On the publications side, planning is well underway for our annual Engine Yearbook, which is due to be published in early December. I vividly remember signing off some of the last files from a West London coffee shop that was already decorated in full Christmas regalia last November. This was my attempt to get a change of scenery during lockdown, and at that point, most places would have sufficed. Never had average, overpriced coffee tasted so good.
Signing off the yearbook always brings a tremendous sense of satisfaction, but last year even more so considering the circumstances in which the world found itself in.
We published the 2021 edition at the height of the COVID-19 crisis as airlines deferred or canceled overhaul work on their engines.
In my mind, it was the most challenging yet undoubtedly most rewarding to date.
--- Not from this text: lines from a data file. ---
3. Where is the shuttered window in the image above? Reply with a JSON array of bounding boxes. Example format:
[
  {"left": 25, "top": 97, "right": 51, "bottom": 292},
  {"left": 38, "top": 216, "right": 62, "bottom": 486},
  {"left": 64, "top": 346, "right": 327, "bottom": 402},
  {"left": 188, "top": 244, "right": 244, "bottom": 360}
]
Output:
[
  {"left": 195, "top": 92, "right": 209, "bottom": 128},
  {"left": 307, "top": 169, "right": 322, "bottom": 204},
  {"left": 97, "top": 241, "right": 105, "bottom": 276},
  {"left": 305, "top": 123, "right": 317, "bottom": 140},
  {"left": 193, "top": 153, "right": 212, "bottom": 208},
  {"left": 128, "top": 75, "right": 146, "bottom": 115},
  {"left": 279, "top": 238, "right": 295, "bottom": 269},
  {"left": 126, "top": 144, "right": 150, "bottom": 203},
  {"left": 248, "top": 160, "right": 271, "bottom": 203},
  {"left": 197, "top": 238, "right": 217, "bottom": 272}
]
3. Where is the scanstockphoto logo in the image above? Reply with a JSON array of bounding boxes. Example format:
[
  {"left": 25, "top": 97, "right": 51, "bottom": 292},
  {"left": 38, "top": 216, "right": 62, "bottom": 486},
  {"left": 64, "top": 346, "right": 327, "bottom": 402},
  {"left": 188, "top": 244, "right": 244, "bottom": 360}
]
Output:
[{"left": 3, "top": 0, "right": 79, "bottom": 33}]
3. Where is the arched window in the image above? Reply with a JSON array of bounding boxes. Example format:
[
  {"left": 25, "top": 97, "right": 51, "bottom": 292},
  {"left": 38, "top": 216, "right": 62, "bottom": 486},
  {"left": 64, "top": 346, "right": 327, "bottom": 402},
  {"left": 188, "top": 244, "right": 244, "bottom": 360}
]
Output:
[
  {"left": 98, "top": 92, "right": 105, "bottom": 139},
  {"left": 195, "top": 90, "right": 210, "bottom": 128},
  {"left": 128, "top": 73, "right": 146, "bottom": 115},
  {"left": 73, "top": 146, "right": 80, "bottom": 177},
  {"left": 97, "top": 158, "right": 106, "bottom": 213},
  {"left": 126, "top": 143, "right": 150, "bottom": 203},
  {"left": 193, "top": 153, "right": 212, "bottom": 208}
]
Not only did it serve its market with some broad and timely analysis, expertly compiled by editor Alex Derber, but we also increased the use of our data resources to give a more comprehensive outlook in such uncertain times.
From a design perspective, the Andy Warhol concept cover was bold but brilliant—a fantastic effort from our design team that was very well received and sets a high benchmark for the next edition.
The directory section, which lists overhaul, auxiliary power unit and specialist repair companies from across the world free of charge, also saw more companies listed than ever before.
For the first time, another entity in the form of leasing companies were included. While still in its infancy, we hope to further grow this section for 2022 and reflect the prominent position lessors and asset managers have in today’s aviation aftermarket.
The outlook will continue to be unashamedly global, and we welcome any company in the engine MRO industry to come forward to list their company, if you haven’t already.